PET/BT primeri bilinmeyen kanserlerin araştırılmasında önemli bir tetkik
Elazığ Eğitim ve Araştırma Hastanesi ve Eskişehir Osmangazi Üniversitesi Tıp Fakültesi Nükleer Tıp Kliniklerinin ortaklaşa yaptığı bir çalışma PET-BT’nin primeri yani ilk odağı bilinmeyen kanserlerin tespitinde çok önemli bir role sahip olduğunu gösterdi.
Nükleer Tıp Uzmanları Dr. Fikri Selçuk ŞİMŞEK ve Dr. Emre ENTOK, primeri bilinmeyen 51 kanser hastası üzerinde yaptıkları araştırmada 38 hastada PET-BT görüntüleme ile kanserin ilk odağını tespit etti. Bu da %72,5 oran ile bu odakların tespitindeki en yüksek duyarlılık oranına denk geliyor.
Primeri bilinmeyen kanserler, hem tanı hem de tedavi planlaması açısından sıkıntılar doğuruyor. Bu hastaların %80’inde prognoz kötü. Primeri bilinmeyen odağın saptanması; uygun kemoterapi rejimlerinin uygulanması ve hedefe dönük tedavilerin yapılabilmesi açısından avantaj sağlar ve bu anlamda da prognoza olumlu katkılar yapacak bir durum.

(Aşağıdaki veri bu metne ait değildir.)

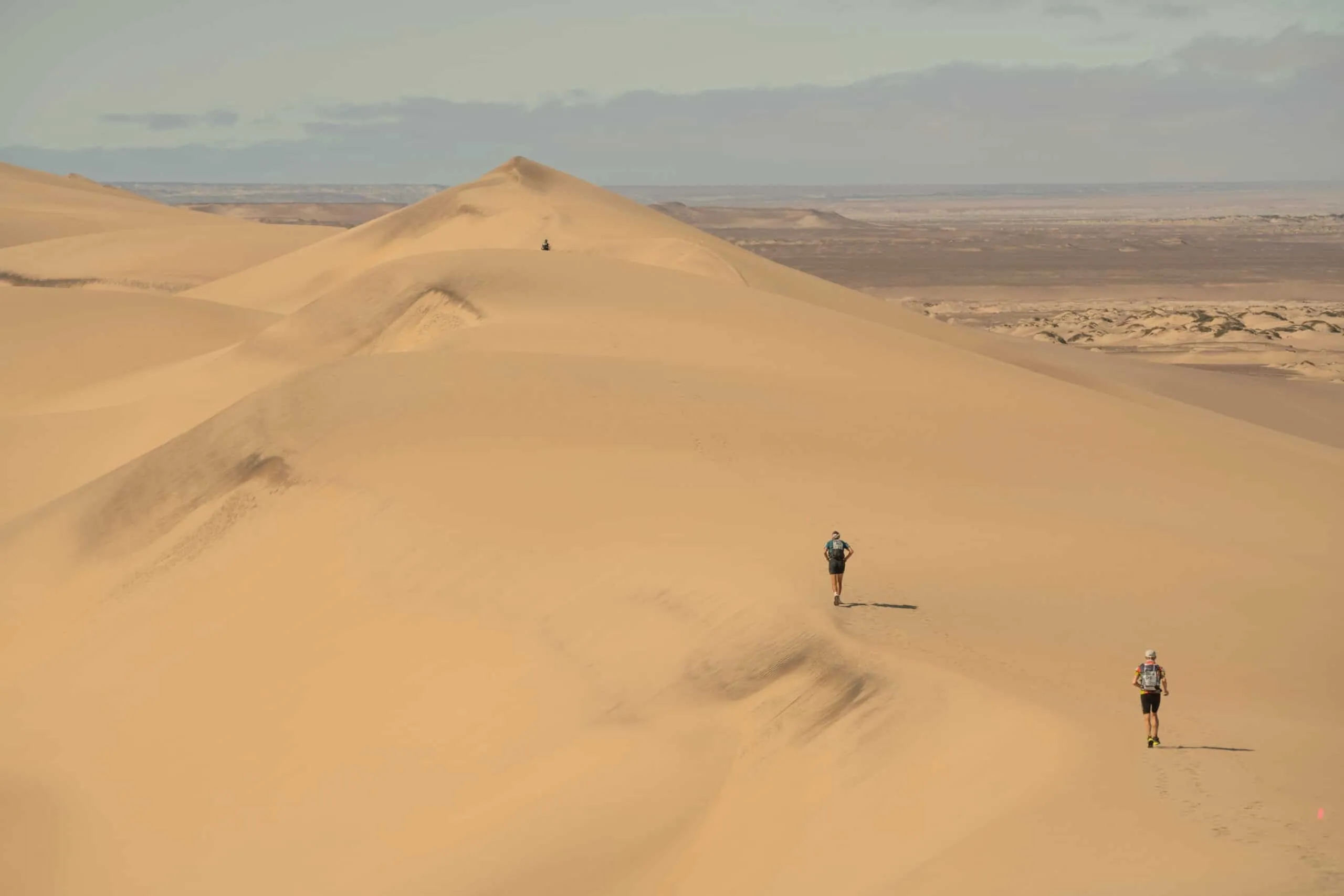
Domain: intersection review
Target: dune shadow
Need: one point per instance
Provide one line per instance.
(885, 606)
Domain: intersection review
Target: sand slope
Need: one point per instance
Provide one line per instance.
(491, 571)
(37, 206)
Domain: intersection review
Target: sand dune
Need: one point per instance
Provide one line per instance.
(37, 206)
(166, 260)
(328, 214)
(486, 570)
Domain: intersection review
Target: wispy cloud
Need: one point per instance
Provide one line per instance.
(174, 120)
(1073, 11)
(1175, 10)
(1288, 53)
(1220, 109)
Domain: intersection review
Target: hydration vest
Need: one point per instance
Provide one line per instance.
(1151, 676)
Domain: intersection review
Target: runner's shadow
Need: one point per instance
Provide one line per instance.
(885, 606)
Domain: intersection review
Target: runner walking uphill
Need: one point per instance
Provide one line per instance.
(836, 554)
(1151, 680)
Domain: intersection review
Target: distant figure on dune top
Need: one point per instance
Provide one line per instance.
(838, 553)
(1151, 680)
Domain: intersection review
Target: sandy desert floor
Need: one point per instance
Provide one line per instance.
(411, 559)
(1258, 294)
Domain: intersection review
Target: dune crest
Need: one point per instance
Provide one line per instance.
(467, 567)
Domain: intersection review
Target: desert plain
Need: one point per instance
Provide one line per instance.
(401, 556)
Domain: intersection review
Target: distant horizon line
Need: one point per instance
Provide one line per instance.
(741, 186)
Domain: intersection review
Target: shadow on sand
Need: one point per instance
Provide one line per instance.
(886, 606)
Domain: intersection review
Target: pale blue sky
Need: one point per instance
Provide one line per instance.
(66, 64)
(227, 76)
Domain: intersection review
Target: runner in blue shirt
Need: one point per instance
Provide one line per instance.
(836, 555)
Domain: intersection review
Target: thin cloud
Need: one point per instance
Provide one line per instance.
(1288, 53)
(1073, 11)
(1221, 109)
(172, 120)
(1175, 11)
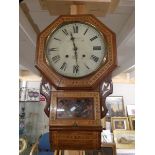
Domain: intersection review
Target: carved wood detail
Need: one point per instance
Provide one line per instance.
(45, 90)
(106, 88)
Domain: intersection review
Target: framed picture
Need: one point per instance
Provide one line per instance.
(130, 109)
(106, 149)
(115, 106)
(106, 136)
(132, 122)
(124, 139)
(33, 95)
(120, 123)
(22, 94)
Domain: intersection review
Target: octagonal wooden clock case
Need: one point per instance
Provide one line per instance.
(75, 53)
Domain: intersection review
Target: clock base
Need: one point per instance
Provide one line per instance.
(75, 138)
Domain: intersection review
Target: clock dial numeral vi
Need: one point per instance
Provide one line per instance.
(56, 58)
(64, 66)
(75, 29)
(76, 69)
(94, 58)
(95, 37)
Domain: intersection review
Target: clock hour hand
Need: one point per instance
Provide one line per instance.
(75, 48)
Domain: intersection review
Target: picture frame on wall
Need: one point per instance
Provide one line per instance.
(132, 122)
(119, 123)
(115, 106)
(106, 149)
(130, 109)
(22, 94)
(33, 95)
(124, 139)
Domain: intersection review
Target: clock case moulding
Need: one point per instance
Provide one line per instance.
(89, 82)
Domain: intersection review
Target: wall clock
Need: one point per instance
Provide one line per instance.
(76, 54)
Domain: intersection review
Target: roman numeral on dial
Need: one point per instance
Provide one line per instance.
(65, 32)
(94, 58)
(75, 29)
(85, 31)
(75, 69)
(96, 47)
(57, 39)
(52, 49)
(64, 66)
(56, 58)
(93, 38)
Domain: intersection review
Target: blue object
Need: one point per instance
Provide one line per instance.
(44, 145)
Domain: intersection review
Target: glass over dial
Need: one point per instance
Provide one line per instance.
(75, 49)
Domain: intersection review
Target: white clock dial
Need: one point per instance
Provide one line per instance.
(75, 49)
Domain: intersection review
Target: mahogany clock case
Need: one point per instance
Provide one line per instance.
(84, 83)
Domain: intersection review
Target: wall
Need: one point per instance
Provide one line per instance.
(125, 90)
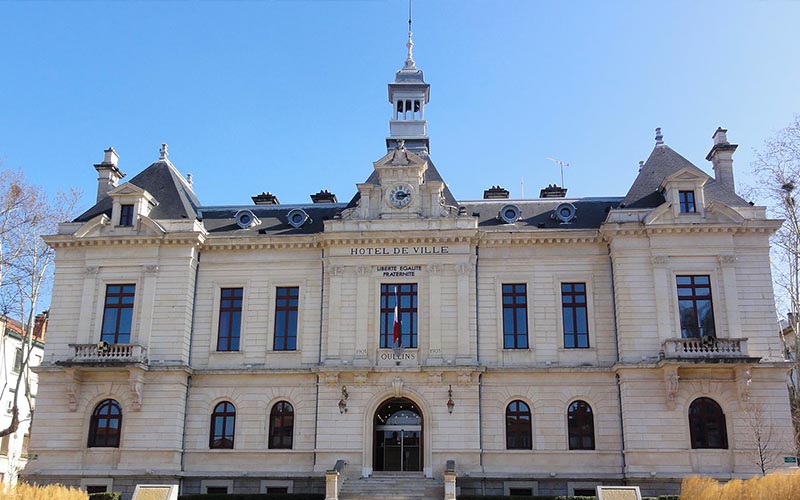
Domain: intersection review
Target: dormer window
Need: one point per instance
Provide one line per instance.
(126, 215)
(686, 199)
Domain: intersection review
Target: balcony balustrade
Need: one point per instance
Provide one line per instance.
(104, 353)
(704, 348)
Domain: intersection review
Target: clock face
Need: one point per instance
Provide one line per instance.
(400, 195)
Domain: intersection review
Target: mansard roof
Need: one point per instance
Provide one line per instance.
(274, 219)
(538, 213)
(645, 192)
(175, 199)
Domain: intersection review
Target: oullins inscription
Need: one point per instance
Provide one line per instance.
(422, 250)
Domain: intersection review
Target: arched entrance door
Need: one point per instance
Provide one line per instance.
(398, 436)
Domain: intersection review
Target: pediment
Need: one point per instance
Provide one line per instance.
(400, 158)
(687, 174)
(101, 226)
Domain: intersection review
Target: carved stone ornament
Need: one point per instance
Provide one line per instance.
(671, 379)
(744, 377)
(137, 390)
(72, 388)
(659, 260)
(397, 386)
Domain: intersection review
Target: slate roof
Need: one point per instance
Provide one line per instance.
(162, 180)
(431, 174)
(537, 214)
(274, 221)
(663, 162)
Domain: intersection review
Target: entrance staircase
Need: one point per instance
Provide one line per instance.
(392, 486)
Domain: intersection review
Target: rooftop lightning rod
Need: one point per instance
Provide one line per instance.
(562, 164)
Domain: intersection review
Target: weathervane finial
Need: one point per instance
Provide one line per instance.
(410, 44)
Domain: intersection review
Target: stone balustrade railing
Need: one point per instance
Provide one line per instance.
(94, 353)
(705, 347)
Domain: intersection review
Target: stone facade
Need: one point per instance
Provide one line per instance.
(638, 364)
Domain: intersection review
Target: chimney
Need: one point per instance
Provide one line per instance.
(108, 173)
(721, 156)
(495, 193)
(553, 191)
(323, 196)
(266, 199)
(40, 326)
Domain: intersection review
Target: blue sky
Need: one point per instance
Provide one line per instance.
(290, 96)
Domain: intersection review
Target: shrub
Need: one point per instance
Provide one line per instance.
(113, 495)
(25, 491)
(774, 486)
(253, 496)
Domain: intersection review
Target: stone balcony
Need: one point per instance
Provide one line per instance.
(705, 348)
(109, 353)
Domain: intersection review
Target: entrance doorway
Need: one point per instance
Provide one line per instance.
(398, 437)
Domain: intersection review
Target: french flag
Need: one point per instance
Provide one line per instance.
(396, 326)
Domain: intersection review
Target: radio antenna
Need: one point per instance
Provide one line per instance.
(561, 164)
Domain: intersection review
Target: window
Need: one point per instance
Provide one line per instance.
(696, 309)
(126, 215)
(286, 318)
(580, 425)
(707, 424)
(573, 312)
(106, 424)
(118, 314)
(230, 319)
(281, 426)
(687, 202)
(17, 361)
(518, 426)
(515, 316)
(223, 423)
(406, 326)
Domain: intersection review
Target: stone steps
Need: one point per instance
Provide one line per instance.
(392, 487)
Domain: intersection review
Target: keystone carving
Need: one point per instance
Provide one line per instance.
(397, 386)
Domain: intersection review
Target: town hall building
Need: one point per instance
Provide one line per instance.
(540, 346)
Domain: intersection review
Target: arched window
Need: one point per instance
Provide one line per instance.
(281, 426)
(707, 424)
(580, 425)
(105, 426)
(223, 424)
(518, 426)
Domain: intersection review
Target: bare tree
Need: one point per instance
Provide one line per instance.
(760, 432)
(26, 214)
(777, 169)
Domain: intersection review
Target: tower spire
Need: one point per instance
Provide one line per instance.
(410, 43)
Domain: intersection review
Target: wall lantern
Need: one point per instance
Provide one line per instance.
(450, 403)
(343, 401)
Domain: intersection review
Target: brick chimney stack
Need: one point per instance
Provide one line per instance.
(721, 156)
(108, 173)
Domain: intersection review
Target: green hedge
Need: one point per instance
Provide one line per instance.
(253, 496)
(112, 495)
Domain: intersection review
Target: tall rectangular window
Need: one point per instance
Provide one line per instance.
(574, 314)
(695, 306)
(118, 314)
(286, 318)
(230, 319)
(406, 314)
(515, 316)
(126, 215)
(687, 202)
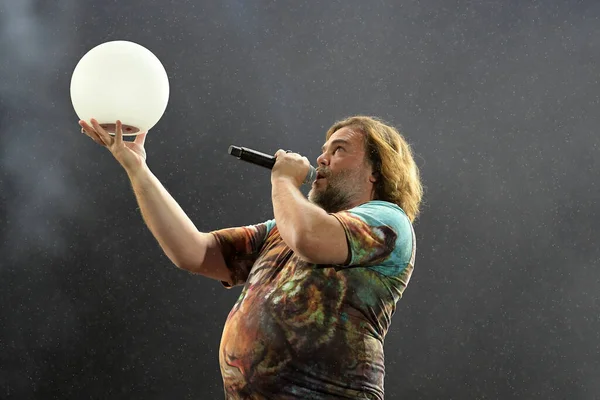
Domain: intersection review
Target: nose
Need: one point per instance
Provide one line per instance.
(322, 159)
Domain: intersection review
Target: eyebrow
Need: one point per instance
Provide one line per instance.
(336, 141)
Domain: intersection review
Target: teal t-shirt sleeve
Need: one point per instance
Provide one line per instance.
(379, 236)
(240, 248)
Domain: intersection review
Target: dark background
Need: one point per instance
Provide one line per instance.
(498, 98)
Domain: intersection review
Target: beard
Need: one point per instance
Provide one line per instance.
(336, 194)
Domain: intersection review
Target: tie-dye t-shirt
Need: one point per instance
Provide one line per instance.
(310, 331)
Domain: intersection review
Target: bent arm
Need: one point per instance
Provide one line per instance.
(186, 247)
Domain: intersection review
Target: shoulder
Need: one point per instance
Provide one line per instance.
(377, 212)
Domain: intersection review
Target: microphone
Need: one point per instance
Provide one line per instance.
(265, 160)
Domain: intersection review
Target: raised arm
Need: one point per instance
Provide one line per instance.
(181, 241)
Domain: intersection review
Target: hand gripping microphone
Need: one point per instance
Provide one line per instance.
(265, 160)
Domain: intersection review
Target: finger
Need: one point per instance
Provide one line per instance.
(279, 153)
(102, 134)
(140, 139)
(119, 134)
(90, 132)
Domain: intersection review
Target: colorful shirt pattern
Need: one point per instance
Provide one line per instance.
(307, 331)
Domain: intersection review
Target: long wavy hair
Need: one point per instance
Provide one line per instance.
(390, 155)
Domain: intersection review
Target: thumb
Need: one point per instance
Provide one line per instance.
(140, 139)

Primer odağın belirleme çalışmalarında öncelik temel biyokimyasal testlerin uygulanmasıdır. Bu amaçla en sık CA 19–9, CA 125, CA 15–3 ve CEA gibi tümör markerları kullanılıyor. Ancak serum tümör markerlarının benign durumlarda da artış göstermesi ve spesifik olmamaları nedeniyle primer tümör odağının saptanmasından ziyade tedavi sonrası hasta takibinde kullanımı öneriliyor.
İçi boş organları değerlendirmedeki yetersizliği ve kişiye bağımlı olması nedeniyle sonuçların güvenilirliğinin düşüklüğü ultrasonografinin dezavantajlarını oluşturur. Bilgisayarlı Tomografi (BT), PBK’larde primer odak tespitinde sık kullanılan bir yöntemdir. Ancak yüksek doz radyasyon içermesi, kullanılan kontrast maddeye bağlı olarak alerjik reaksiyonlar ve nefrotoksisite gelişebilmesi, tek seansta tüm vücut görüntülemesinin yapılamaması dezavantajlarıdır. Ayrıca BT anatomik bir görüntüleme yöntemidir. Bu nedenle lezyonun metabolik karekterleri ile ilgili bilgi verememekte, bu da yorumda yanlışlıklara yol açabilmektedir. Abdominal ve pelvik BT’nin ise primer odak tespitindeki etkinliği %30-35’ler düzeyindedir.
PET/BT, hem tek seansta tüm vücut görüntülemeye imkân tanıması, hem de biyokimyasal fonksiyonları ortaya koyabilmesi bakımından diğer yöntemlerden ayrılmaktadır.
Sonuç olarak, PET/BT’nin primer odak tespitindeki rolüyle ilgili araştırmalar devam etmektedir. Çeşitli çalışmalarda farklı sonuçlar bulunmasına rağmen genel kanaat PET/BT’nin primer odak saptanmasında kullanılabilecek bir tetkik olduğudur.